Shankar Sharma believes the party will continue in the midcap and smallcap stocks for at least one more year. The BSE Midcap and the BSE Smallcap indices have advanced 131% and 197%, respectively, amid the ongoing rally on Dalal Street since March 2020. In an interaction with Money9, the co-founder and vice-chairman of First Global said that he likes chemicals, cement, steel, pharmaceuticals and technology sectors in the domestic equity market, adding that he also prefers semiconductors globally and automobile retailers in America.
In the chemical space, players like Sreechem Resigns have advanced the most 729% on a year-to-date basis. It was followed by Indo Amines (up 302%), Nikhil Adhesives (up 295%), Indo Borax & Chemicals (up 290%), Dhunseri Ventures (up 282%), Kanoria Chemicals (up 278) and Balaji Amines (up 262%).
According to Motilal Oswal Financial Services, the domestic specialty chemicals industry (valued at $32 billion) clocked double the global CAGR (11.7%) over CY15-20 and is expected to deliver a 12.4% CAGR over CY20-25 (on a higher base), reaching $64b by CY25.
“Various factors are in favour including strong domestic consumption-led by a young population – around 67% of which forms the working age group, favourable labour cost (one-third that of China or half that of Vietnam), and government impetus. The growth would be led by a strong demand CAGR of 10-20% in the export and end user industries,” the brokerage said.
On the other hand, Hikal (up 223% YTD), NGL Fine-Chem (up 201%), Jagsonpal Pharma (up 148%), Shree Ganesh Remedies (up 148%), Lyka Labs (up 130%) emerged as some of the top gainers in the pharmaceutical space.

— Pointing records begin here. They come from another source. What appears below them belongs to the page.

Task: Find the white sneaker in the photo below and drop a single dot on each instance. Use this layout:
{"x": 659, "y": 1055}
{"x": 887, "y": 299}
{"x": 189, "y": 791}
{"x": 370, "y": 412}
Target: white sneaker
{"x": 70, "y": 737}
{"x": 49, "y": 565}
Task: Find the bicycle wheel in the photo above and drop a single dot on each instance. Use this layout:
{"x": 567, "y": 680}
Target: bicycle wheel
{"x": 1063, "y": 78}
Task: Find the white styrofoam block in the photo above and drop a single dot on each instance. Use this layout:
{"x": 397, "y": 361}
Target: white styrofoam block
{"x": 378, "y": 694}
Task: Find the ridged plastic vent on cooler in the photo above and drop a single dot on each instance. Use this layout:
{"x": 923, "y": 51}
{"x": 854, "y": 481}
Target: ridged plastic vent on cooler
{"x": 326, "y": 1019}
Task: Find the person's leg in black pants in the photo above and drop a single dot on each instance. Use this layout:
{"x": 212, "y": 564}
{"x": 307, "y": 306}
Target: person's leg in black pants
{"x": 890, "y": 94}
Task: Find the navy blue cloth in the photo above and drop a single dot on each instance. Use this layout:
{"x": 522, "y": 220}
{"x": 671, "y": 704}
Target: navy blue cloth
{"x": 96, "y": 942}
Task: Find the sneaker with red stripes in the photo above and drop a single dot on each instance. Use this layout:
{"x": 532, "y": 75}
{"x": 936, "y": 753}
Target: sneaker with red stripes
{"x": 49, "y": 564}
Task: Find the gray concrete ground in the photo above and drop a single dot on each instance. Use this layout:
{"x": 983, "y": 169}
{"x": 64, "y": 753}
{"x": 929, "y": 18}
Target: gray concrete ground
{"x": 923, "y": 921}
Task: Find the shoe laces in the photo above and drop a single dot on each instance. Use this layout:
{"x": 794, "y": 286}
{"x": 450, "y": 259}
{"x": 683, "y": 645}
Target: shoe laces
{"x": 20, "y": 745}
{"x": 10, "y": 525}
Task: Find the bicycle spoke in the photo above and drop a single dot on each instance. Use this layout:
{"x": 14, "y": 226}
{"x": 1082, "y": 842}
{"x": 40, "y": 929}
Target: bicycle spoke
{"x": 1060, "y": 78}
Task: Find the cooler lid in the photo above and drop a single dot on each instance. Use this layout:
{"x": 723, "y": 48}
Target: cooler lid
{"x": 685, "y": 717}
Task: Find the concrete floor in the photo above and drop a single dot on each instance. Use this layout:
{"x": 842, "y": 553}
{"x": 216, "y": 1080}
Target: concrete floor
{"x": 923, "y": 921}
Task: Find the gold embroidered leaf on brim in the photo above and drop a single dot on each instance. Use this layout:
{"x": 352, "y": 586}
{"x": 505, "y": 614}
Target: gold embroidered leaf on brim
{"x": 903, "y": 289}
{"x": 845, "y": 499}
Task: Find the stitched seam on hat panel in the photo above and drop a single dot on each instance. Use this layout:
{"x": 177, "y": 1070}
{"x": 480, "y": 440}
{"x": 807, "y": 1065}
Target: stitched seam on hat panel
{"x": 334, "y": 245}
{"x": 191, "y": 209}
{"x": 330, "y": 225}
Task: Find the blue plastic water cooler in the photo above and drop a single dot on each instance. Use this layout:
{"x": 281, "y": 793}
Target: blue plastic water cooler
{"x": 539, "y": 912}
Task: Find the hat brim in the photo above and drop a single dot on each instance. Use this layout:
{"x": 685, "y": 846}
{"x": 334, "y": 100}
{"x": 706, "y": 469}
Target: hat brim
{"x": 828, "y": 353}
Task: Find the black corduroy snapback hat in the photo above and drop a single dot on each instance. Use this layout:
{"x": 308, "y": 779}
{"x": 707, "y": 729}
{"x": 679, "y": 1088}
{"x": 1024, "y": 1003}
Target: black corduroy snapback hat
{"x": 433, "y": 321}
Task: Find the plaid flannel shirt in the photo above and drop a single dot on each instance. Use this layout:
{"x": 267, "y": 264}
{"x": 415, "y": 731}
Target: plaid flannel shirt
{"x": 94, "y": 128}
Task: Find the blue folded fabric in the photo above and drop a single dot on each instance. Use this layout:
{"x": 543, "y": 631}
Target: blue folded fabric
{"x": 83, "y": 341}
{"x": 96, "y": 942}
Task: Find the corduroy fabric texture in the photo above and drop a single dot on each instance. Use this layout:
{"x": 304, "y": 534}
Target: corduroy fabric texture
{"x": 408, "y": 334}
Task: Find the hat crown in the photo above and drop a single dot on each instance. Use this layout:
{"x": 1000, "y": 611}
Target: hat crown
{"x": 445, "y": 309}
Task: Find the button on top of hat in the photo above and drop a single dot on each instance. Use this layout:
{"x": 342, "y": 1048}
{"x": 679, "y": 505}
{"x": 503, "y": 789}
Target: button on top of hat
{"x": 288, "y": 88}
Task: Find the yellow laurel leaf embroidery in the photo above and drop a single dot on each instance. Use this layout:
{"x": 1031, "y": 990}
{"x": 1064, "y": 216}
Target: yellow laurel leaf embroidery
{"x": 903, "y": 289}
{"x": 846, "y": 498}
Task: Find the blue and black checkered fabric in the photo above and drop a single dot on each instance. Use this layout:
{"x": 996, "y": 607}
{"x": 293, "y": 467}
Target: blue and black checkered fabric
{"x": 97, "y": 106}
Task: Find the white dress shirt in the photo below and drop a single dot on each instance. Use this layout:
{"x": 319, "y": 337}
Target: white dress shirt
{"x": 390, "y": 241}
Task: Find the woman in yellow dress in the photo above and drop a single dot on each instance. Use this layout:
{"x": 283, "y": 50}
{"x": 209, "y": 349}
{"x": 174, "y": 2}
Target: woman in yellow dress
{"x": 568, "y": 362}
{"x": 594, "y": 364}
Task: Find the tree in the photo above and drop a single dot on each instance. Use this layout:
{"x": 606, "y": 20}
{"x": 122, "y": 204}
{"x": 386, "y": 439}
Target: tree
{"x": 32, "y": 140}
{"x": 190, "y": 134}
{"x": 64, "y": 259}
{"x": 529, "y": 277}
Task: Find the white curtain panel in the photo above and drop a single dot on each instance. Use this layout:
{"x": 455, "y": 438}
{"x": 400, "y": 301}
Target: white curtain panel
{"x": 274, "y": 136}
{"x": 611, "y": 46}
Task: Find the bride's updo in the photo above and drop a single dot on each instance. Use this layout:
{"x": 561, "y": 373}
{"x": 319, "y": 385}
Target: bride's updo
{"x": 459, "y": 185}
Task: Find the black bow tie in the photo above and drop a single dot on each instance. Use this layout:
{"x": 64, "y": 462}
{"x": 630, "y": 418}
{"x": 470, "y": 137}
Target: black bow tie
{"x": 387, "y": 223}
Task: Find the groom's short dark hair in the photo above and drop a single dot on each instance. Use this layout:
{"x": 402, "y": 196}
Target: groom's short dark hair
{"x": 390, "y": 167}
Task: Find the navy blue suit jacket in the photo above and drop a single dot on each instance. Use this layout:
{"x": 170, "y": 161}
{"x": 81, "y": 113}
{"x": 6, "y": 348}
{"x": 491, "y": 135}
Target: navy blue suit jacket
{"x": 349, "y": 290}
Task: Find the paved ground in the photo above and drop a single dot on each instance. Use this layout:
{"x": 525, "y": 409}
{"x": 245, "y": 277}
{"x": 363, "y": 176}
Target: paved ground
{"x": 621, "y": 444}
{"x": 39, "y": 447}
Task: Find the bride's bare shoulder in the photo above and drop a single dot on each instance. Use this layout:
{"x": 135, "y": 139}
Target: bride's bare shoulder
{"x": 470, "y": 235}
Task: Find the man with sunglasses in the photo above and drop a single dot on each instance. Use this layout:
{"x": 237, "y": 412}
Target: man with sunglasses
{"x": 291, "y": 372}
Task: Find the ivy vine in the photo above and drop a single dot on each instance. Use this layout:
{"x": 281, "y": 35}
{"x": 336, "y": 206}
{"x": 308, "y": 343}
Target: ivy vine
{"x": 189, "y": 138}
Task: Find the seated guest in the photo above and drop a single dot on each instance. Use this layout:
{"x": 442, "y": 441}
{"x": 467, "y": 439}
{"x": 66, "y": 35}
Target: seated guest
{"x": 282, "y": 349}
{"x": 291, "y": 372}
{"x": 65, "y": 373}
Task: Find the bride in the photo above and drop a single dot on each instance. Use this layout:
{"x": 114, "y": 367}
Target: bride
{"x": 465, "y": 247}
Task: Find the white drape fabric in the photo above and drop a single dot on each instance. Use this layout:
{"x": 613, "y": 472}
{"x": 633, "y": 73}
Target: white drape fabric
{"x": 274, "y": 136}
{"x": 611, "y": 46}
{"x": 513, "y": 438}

Commenting on the broader markets, Sharma said: “The small and midcap party will continue because broadly speaking they have been in a market for the last several years. It is only in the last 12 months time that we have seen them come to life. There might be some correction that is absolutely required in any bull market but the ongoing rally will continue for at least one year if not more.”